ACCC Chair Rod Sims said the ACCC sees TPG Telecom Ltd as the fourth mobile network operator in Australia, and it’s likely to be an aggressive competitor.
“We therefore have preliminary concerns that removing TPG as a new independent competitor with its own network, in what is a concentrated market for mobile services, would be likely to result in a substantial lessening of competition.
If TPG remains separate from Vodafone, it appears likely to need to continue to adopt an aggressive pricing strategy, offering cheap mobile plans with large data allowances.” Mr Sims said.
TPG supplies retail fixed broadband and voice services and is building its own mobile network in Australia Vodafone Group PLC owns and operates its own mobile network and has started supplying fixed broadband services on the National Broadband Network (NBN).
The competition Commission expressed concerns that the merged TPG-Vodafone would not have the motivation to operate in the same way, and as a result, there would be less competition in the market.

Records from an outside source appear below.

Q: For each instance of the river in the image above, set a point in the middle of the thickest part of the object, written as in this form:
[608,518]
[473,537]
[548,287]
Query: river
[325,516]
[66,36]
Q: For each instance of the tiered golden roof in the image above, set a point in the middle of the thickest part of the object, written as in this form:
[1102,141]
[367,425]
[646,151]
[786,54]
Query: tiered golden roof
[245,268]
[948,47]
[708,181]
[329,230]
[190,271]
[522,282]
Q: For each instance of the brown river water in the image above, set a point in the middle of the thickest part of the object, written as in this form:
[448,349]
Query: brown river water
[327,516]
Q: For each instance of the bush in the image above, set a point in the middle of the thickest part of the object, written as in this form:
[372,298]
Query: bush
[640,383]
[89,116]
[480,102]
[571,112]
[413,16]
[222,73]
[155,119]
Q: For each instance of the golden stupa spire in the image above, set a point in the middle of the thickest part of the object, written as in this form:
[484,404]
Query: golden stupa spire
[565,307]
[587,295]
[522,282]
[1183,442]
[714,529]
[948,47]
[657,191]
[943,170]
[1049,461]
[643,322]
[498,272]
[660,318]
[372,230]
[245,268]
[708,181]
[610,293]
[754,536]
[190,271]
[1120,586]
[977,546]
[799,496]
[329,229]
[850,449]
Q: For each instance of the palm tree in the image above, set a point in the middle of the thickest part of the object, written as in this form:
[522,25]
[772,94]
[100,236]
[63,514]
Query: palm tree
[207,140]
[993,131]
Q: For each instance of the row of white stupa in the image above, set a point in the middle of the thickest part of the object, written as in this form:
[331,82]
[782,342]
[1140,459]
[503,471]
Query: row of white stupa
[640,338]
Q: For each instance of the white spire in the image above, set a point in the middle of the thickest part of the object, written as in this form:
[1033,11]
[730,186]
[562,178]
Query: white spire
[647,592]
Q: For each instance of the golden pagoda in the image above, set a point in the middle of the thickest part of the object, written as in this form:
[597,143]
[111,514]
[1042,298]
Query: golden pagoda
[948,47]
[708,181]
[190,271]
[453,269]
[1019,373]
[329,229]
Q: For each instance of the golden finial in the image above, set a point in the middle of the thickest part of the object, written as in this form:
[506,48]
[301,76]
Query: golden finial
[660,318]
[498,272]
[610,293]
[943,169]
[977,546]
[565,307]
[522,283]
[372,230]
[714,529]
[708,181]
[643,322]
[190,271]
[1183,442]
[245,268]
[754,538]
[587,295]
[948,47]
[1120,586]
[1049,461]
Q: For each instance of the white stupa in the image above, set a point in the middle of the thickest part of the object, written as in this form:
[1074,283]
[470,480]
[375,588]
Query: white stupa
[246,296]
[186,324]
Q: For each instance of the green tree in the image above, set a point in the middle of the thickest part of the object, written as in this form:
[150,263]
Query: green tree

“A mobile market with three major players rather than four is likely to lead to higher prices and less innovative plans for mobile customers,” Mr Sims said.
The ACCC will said in a statement it will also consider the longer-term impact of the proposed merger, and consider factors of NBN and the roll out of 5G technology.
“The ACCC is continuing to consider whether operators will need to offer both mobile and fixed broadband services in the longer-term to remain competitive, meaning that TPG and Vodafone will necessarily be closer competitors in the future,” Mr Sims said.
TPG shares drop amid concerns
On Thursday, Telco stocks dragged amid the ACC’s concerns.
Telstra Corp Ltd. shares have fallen 0.63% on Thursday, while Telstra shares dropped 1.52% at the time of writing.
TPG Telecom Ltd shares fell 15% at time of writing.